Published on August 20th, 2020 | by Scott Cooney0
Weird trick cuts electric bill and makes your fans cool you better
It’s hot out, amiright? Death Valley just registered the hottest temp ever recorded in planet earth’s history. Thanks to the fossil fuel industry’s propaganda around climate change and puppet politicians like Donald Trump, we’re quickly turning into Venus, the balmy 800 degree “paradise” one planet closer to the sun.
So if you’re like me and don’t have AC in your home, you’re probably, like me, using a fan to help keep yourself cool during these dog days of summer. That’s good – fans are much more energy efficient than AC units, and get the job done, if used right. There’s an interesting little trick with fans, though, that few people know. This trick will not only keep you cooler, it will also cut how much electricity your fan is using, meaning less spending on your utility bills.
To understand the trick, here’s a thermal image of a room with a ceiling fan. Thermal images are basically pictures of heat. Red/orange indicates heat, whereas blue/purple colors show where things are cooler. In the picture below, you can see that the wall on the left is hot. I took this photo on a day in which the sun was setting off to the left side, to demonstrate just how hot the walls of the house can get, to encourage the homeowner to think about tree planting and shading as a way to cool their home substantially.
However, check out the fan. The motor inside the fan is burning hot–so much so that it matches the hottest part of the wall facing a blazing sunset in the summer in the tropics. We’ll come back to that in a second.
The second key thing to remember about fans is that they work through convection. As air moves over your skin, it evaporates perspiration (sweat), and as it evaporates, it draws heat away from your body. Other than that, there is no “conditioning” of the air. Fans don’t “cool” the air, they just move it. So this is element two – fans cool by the wind chill effect, more or less.
Add these two things up. First, fan motors generate heat. Second, fans work to cool us only by direct wind chill. So unless you are there to feel the wind chill, fans actually heat up the room.

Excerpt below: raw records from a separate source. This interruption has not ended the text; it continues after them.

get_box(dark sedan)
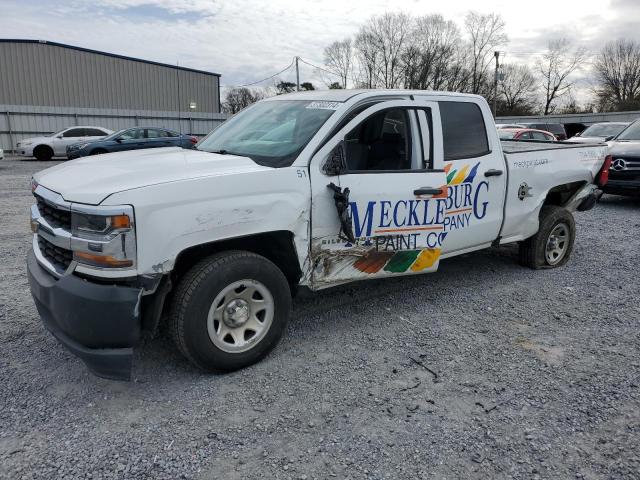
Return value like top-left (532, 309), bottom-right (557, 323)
top-left (603, 120), bottom-right (640, 196)
top-left (67, 127), bottom-right (198, 160)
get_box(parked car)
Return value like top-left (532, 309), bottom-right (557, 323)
top-left (569, 122), bottom-right (629, 143)
top-left (523, 123), bottom-right (567, 140)
top-left (498, 128), bottom-right (557, 142)
top-left (16, 126), bottom-right (113, 160)
top-left (27, 90), bottom-right (610, 379)
top-left (67, 127), bottom-right (198, 160)
top-left (603, 120), bottom-right (640, 196)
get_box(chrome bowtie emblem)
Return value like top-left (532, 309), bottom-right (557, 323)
top-left (611, 158), bottom-right (627, 172)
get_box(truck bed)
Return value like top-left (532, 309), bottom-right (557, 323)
top-left (500, 140), bottom-right (606, 154)
top-left (500, 140), bottom-right (607, 243)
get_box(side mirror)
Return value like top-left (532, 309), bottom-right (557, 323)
top-left (322, 141), bottom-right (347, 176)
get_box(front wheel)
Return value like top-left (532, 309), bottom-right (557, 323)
top-left (170, 251), bottom-right (291, 371)
top-left (519, 205), bottom-right (576, 269)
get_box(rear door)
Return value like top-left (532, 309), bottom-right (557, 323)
top-left (110, 128), bottom-right (145, 152)
top-left (146, 128), bottom-right (177, 148)
top-left (310, 100), bottom-right (447, 288)
top-left (52, 127), bottom-right (85, 155)
top-left (438, 100), bottom-right (507, 255)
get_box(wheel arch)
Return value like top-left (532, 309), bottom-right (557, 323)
top-left (171, 230), bottom-right (302, 290)
top-left (32, 143), bottom-right (55, 156)
top-left (540, 180), bottom-right (587, 212)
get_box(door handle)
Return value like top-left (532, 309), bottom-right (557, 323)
top-left (413, 187), bottom-right (442, 195)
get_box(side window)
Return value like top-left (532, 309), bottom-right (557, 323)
top-left (531, 132), bottom-right (549, 140)
top-left (438, 102), bottom-right (489, 160)
top-left (119, 128), bottom-right (144, 140)
top-left (84, 128), bottom-right (107, 137)
top-left (518, 132), bottom-right (531, 140)
top-left (147, 128), bottom-right (167, 138)
top-left (62, 128), bottom-right (84, 138)
top-left (345, 108), bottom-right (415, 171)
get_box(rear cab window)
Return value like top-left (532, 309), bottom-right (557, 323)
top-left (438, 101), bottom-right (491, 161)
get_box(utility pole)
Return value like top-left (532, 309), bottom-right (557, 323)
top-left (493, 52), bottom-right (500, 119)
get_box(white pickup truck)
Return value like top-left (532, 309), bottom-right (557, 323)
top-left (27, 90), bottom-right (610, 379)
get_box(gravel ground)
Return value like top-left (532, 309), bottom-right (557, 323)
top-left (0, 160), bottom-right (640, 479)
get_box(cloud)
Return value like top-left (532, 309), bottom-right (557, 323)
top-left (2, 0), bottom-right (640, 104)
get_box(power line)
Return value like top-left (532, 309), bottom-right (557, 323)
top-left (299, 57), bottom-right (341, 77)
top-left (221, 59), bottom-right (295, 88)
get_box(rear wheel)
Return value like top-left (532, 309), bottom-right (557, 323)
top-left (33, 145), bottom-right (53, 161)
top-left (519, 205), bottom-right (576, 269)
top-left (170, 251), bottom-right (291, 371)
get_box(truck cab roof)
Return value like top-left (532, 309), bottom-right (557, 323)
top-left (263, 88), bottom-right (482, 102)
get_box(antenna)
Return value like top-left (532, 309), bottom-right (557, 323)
top-left (176, 60), bottom-right (182, 135)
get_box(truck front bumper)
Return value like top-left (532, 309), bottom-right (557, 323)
top-left (27, 251), bottom-right (142, 380)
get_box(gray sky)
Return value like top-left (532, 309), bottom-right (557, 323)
top-left (0, 0), bottom-right (640, 100)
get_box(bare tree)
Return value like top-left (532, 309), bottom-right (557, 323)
top-left (464, 12), bottom-right (507, 94)
top-left (498, 65), bottom-right (536, 115)
top-left (355, 13), bottom-right (411, 88)
top-left (324, 38), bottom-right (353, 88)
top-left (594, 39), bottom-right (640, 110)
top-left (222, 87), bottom-right (264, 114)
top-left (536, 38), bottom-right (586, 115)
top-left (354, 28), bottom-right (379, 88)
top-left (402, 15), bottom-right (462, 90)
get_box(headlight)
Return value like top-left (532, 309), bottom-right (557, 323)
top-left (71, 205), bottom-right (136, 268)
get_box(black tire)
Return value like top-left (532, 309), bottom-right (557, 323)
top-left (169, 251), bottom-right (291, 372)
top-left (519, 205), bottom-right (576, 270)
top-left (33, 145), bottom-right (53, 162)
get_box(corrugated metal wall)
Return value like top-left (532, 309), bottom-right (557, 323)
top-left (0, 104), bottom-right (227, 151)
top-left (496, 112), bottom-right (640, 125)
top-left (0, 41), bottom-right (220, 113)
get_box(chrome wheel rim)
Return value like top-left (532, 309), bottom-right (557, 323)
top-left (207, 279), bottom-right (274, 353)
top-left (545, 223), bottom-right (569, 265)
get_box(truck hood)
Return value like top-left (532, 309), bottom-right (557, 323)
top-left (33, 147), bottom-right (270, 205)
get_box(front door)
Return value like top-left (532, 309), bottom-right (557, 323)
top-left (310, 100), bottom-right (447, 288)
top-left (438, 99), bottom-right (507, 256)
top-left (52, 127), bottom-right (86, 156)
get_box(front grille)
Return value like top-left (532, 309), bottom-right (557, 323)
top-left (35, 195), bottom-right (71, 231)
top-left (38, 235), bottom-right (73, 273)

Many people believe that fans help cool rooms. The truth is that they actually heat the room.
So the trick? Just like lights, turn ’em off when you leave the room. Given that fans can use 80-120 watts, it’ll save you a lot of money, reduce carbon pollution, and actually keep your place cooler. When you get home, or re-enter the room? Just flip the fan back on.
So just remember: fans cool people, not rooms.